Stand Up Guys

There’s something about Stand Up Guys that’s both brilliant and poignant. The film, directed by Fisher Stevens and written by Noah Haidle, is the story of a group of men who reunite for a final night of depravity.
At the start of the movie, Val (Al Pacino,) is released from prison, after a 20-year jail sentence, into the company of Doc (Christopher Walken) and Hirsch (Alan Arkin), old friends and ex con men. The finality of their meeting is detailed in the beginning of the film. Doc has been commissioned by an old enemy to kill Val upon his release. About a third of the way into the movie, Val guesses Doc’s intention and accepts his fate. This choice completely diffuses any conflict the friends might have with each other. For the rest of the movie, the group trudges through Val’s last night, breaking Hirsch out of his nursing home. Even as Hirsch ditches his oxygen tank, which is bad ass, the movie clearly conveys the idea that these men are all on their deathbeds. Doc, pleading for Val’s life with the gangster who commissioned the assassination, even uses this as a reason for why he should be spared—Val’s old anyway and will die of natural causes within a “few years.”
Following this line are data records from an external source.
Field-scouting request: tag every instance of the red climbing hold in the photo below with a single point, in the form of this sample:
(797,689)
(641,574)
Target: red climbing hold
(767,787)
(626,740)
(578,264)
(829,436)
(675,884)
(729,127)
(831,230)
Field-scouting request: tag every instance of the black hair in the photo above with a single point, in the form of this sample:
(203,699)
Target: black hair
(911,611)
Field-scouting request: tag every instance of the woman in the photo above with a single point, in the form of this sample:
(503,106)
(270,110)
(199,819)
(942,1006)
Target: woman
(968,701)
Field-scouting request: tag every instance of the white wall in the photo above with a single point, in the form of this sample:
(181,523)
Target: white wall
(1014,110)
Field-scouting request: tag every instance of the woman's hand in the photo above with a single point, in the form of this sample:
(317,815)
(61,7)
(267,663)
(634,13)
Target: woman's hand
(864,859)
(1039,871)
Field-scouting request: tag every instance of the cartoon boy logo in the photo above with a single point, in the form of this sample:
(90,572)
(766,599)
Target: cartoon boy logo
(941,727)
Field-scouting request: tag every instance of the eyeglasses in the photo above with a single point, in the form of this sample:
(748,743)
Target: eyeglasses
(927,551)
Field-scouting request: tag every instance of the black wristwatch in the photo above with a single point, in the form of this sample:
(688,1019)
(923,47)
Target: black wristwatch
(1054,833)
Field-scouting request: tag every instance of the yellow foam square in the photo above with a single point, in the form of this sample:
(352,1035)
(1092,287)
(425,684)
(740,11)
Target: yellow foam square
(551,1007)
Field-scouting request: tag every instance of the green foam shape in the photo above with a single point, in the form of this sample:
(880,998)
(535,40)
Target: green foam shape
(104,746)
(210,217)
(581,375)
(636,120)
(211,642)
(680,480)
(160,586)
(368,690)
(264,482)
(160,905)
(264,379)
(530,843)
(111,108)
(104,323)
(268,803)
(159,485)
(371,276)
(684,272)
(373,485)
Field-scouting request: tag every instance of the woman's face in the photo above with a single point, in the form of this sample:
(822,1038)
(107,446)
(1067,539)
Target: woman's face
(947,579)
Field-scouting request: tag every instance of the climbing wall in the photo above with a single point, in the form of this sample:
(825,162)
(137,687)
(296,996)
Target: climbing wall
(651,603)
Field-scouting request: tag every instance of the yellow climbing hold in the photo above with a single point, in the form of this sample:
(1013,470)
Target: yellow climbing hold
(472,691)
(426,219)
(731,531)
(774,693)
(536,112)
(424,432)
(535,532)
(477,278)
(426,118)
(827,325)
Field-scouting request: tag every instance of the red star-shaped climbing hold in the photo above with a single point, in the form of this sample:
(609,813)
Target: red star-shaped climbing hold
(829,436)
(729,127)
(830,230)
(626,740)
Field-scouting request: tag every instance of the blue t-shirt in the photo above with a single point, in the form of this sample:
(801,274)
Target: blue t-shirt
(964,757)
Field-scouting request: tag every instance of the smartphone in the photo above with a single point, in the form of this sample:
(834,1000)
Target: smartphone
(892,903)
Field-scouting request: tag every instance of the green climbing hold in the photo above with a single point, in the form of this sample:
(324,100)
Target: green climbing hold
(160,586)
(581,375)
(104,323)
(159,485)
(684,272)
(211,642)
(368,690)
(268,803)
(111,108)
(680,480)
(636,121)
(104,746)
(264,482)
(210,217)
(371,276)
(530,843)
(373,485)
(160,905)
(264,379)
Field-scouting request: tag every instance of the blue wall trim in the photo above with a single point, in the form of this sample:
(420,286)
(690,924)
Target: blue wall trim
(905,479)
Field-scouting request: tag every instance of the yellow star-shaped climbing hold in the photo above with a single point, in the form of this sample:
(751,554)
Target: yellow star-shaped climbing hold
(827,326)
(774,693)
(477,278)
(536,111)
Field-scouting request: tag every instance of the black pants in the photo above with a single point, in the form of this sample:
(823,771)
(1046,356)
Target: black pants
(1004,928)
There seem to be no stakes. Early in the film, Val reveals that he knows Doc’s objective and doesn’t mind. Hirsch’s death seems foretold by the decrepit state in which his friends find him at the nursing home and flatly accepted by all his loved ones once he passes. Their adventures lack any sort of tension or climactic movement. You have a group of characters working towards the same goal—a final night of fun before an execution—without any conflict.